Calloway continued, “Part three is going to be about the blessings of being able to survive parts one and two. It’s about the things you actually walk into and can grow from and how you can use all the bad events in your life for the better. You can make people better and give them a different mindset to keep them striving and pushing.”

The father of three is a character coach at the Refocus Academy, an alternative school in Orangeburg. He is now working to give other young people the same guidance he wished he had had at that age.

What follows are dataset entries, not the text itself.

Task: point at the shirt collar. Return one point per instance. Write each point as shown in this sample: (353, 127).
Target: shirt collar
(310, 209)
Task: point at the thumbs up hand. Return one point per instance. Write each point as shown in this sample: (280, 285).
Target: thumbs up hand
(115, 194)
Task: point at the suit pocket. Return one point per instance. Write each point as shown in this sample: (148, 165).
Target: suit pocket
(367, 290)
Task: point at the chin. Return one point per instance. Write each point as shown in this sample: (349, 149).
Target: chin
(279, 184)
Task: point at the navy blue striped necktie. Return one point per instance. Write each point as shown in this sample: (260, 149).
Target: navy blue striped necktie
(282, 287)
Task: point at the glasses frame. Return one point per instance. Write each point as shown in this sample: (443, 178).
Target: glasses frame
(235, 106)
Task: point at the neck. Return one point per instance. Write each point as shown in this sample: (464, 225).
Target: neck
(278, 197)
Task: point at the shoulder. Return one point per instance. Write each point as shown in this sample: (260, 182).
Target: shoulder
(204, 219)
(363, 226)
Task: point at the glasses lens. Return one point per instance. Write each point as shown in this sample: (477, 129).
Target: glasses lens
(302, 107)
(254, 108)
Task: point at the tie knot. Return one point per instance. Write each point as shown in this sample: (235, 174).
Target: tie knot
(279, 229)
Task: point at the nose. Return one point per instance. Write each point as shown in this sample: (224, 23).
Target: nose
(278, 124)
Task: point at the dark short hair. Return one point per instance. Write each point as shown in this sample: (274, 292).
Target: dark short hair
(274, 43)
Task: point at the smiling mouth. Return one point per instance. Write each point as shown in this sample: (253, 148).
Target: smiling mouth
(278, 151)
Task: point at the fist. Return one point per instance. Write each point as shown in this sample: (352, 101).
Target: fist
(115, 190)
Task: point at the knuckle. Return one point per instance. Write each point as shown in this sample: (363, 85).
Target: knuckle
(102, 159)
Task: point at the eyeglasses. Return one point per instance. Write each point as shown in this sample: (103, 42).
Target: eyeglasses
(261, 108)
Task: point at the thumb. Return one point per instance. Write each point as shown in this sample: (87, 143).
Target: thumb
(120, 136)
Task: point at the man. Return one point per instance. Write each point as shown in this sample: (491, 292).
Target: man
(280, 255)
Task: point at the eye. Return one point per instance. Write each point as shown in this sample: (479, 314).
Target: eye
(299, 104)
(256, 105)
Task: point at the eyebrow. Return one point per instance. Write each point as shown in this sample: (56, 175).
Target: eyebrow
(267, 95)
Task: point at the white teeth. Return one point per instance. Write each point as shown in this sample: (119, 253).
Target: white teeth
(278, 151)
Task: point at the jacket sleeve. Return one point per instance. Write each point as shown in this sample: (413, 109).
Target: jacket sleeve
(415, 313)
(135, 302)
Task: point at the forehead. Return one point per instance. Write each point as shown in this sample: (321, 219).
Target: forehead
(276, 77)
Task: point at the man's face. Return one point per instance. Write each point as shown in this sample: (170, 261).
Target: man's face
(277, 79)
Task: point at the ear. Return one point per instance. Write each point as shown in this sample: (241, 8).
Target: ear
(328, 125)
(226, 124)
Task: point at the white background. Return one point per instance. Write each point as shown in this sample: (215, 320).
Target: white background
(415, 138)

“The reason why I survived is God. I can’t give no credit nowhere else but God. I started to understand why he kept me,” he said, noting that he hopes others, especially the young people he mentors, can view his transformed life as “a ray of hope.”

“They can say, ‘If he did it, then I can do it.’ I’m trying to be a beacon of light to those who think that it’s not possible to change your life for the better,” Calloway said.

His book, which is published by Charleston, S.C.-based Palmetto Publishing, can be found at several online booksellers.